Zalbeth paused for a second - this was not something she wanted to take lightly! - then nodded.
"Good!" R'Leef smiled, and hugged his daughter.

Continues here


Elliot said...

He's all right! What a R'Leef!

Sorry, couldn't resist... ;-)

It seems to me that it needs to be more subtle. As it stands, it's a fairly straight-forward retelling of Noah on an alien planet - his name even peeps through at one point. I'd say it should very lightly hint at the parallels, and let the reader figure it out for themselves. Because we already KNOW how Noah's story turns out. And that takes away the suspense.

It also strikes me that letting God speak directly is generally not a good idea.

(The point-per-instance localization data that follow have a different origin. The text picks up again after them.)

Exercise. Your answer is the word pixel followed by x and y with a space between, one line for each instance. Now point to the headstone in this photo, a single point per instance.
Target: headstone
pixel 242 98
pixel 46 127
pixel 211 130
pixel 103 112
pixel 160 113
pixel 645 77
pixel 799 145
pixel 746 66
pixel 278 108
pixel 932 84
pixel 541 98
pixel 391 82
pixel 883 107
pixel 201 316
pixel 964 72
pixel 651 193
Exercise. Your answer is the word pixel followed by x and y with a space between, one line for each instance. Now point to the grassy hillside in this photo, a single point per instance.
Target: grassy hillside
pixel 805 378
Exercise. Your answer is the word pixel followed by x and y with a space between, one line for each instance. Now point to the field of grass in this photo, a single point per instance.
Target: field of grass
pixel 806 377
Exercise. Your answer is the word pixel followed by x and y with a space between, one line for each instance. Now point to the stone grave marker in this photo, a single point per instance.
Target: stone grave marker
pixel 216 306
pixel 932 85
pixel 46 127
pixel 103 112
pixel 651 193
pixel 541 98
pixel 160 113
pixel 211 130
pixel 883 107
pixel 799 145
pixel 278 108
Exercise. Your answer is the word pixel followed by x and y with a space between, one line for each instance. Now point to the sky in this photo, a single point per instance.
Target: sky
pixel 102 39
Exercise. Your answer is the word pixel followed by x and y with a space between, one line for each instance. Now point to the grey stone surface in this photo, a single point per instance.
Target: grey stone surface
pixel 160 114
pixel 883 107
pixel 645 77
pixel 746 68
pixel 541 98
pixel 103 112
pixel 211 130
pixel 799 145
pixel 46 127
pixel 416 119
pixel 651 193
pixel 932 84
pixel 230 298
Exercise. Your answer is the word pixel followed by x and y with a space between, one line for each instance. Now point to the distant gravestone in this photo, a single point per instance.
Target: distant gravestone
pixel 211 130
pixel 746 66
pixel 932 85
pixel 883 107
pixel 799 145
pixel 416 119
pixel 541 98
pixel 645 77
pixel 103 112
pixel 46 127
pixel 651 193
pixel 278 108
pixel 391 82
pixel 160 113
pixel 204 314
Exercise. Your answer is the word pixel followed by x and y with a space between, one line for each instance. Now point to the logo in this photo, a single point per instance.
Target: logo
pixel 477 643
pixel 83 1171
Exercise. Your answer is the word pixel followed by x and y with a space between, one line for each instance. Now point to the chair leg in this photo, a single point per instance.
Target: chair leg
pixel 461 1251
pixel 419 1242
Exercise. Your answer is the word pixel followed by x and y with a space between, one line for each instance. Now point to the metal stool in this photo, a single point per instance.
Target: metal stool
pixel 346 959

When you've got the omniscient, omnipotent one telling you exactly what's going to happen (especially since we already know, based on Noah's story, that it really is God), I feel that it preempts the rest of the story and makes the human agency/human interest evaporate. Ambiguity is a good thing here, the more the better. Receiving strange images and emotions which could mean one thing or could mean another - that seems a lot more like how people hear God in everyday life.

I'm sure that you already know all of that, though - I'm guessing your polished version deals with that sort of thing...

Elliot said...

Have you ever seen the 1987 anime The Wings of Honneamise? I was really reminded of that by this part of your story.

Elliot said...

I quite like the idea that R'Leef lives in the suburbs but doesn't want people to know that.

UKSteve said...

Crikey, hadn't spotted his name peeping through till then. It must be even less finished than I thought!

You're right though, it is what it is, and not much more. I think similar comments could be made of Countless as the Stars; in writing to novel length I was able to add a lot of extra stuff, but the vision I had was for a fairly straight retelling of various Biblical accounts.

With the sequel I am definitely aiming more towards writing a sf novel than retelling a Bible story though.